1. Do the most important thing first in the morning, preferably without interruption, for 60 to 90 minutes, with a clear start and stop time. I have started the day with email replies and then whatever task I dread the most. I work best in the mornings and find it prudent to do the thing I dread the most first so when my attention wains later in the day, I can work on other less time sensitive or heavy thought activities.
2. Stop demanding or expecting instant responsiveness at every moment of the day. I have cut way back on email at night. For good reason and for selfish reasons. Unless it truly is urgent or an emergency, it can wait. I have shut off email on weekends and separated what email account gets business vs. research vs. pleasure/life messages.

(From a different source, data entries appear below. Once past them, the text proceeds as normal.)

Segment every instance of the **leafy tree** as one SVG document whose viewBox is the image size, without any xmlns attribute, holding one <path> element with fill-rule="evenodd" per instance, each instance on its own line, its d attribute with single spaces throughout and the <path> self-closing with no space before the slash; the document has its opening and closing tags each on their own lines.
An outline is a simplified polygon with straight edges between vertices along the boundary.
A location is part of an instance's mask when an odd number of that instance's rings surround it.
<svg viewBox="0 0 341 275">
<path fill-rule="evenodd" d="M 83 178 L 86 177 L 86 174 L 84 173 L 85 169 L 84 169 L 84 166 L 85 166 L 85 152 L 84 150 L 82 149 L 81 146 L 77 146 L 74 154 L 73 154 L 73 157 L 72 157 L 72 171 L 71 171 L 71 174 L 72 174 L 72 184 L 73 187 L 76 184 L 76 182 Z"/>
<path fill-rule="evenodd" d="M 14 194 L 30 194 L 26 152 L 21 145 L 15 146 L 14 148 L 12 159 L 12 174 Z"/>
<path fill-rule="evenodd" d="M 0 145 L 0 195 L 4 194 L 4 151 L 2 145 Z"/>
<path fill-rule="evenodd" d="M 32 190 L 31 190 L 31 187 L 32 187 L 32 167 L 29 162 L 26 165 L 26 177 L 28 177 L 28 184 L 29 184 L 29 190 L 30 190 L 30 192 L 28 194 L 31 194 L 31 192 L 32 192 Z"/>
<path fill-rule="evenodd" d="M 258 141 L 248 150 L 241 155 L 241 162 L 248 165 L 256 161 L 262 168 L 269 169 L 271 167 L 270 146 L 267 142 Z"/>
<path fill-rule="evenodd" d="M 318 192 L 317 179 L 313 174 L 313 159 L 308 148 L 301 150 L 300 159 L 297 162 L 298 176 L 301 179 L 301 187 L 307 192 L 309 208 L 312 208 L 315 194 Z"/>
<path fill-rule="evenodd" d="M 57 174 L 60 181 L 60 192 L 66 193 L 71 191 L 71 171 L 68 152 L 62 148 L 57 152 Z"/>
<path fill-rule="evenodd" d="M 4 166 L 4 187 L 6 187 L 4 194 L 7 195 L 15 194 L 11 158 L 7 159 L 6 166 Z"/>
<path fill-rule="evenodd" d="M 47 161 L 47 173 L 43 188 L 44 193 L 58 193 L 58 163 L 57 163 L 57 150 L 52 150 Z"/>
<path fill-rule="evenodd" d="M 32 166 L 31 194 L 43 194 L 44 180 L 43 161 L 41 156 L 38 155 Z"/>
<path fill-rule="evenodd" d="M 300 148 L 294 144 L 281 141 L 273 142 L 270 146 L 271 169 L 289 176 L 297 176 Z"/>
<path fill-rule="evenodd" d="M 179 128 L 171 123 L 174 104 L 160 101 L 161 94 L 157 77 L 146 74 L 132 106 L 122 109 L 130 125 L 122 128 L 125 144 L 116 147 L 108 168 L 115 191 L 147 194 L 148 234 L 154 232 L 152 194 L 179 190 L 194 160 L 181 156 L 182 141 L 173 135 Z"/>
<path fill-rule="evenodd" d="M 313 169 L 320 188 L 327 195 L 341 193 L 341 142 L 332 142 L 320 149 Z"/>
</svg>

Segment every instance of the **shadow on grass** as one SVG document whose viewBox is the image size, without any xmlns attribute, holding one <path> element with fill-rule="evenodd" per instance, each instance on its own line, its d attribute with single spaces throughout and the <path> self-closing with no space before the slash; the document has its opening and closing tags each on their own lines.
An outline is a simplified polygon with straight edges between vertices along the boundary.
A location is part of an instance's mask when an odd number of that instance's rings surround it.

3. Encourage renewal. Having the gym at my disposal, along with miles of great trails, and other activities that are super affordable or free is a real plus to working on a college campus.
4. Take real and regular vacations. Real means that when you’re off, you’re truly disconnecting from work. Regular means several times a year if possible, even if some are only two or three days added to a weekend. The research strongly suggests that you’ll be far healthier if you take all of your vacation time, and more productive overall.
While I don’t agree with everything in the blog from HBR, it did make one thing crystal clear: the pace was catching up with me. I changed up my routine a bit for a change of scenery and have split my time between my work office and home office so I can get things done in uninterrupted amounts of time. One of the luxuries of my job is that no one cares where I get the work done, as long as it gets done.
I also gave myself time limits and chunked off one hour to look for articles, then another for skimming articles, and so on. Obviously some things require more than one hour at a time, but the brain dictated the schedule. Of the list presented, the only one I haven’t gotten to yet is the vacation…hopefully soon!
How do you parse out your time as a new faculty? What do you wish you could be doing to be more efficient with your time? What advice would you share with someone about to begin their first job?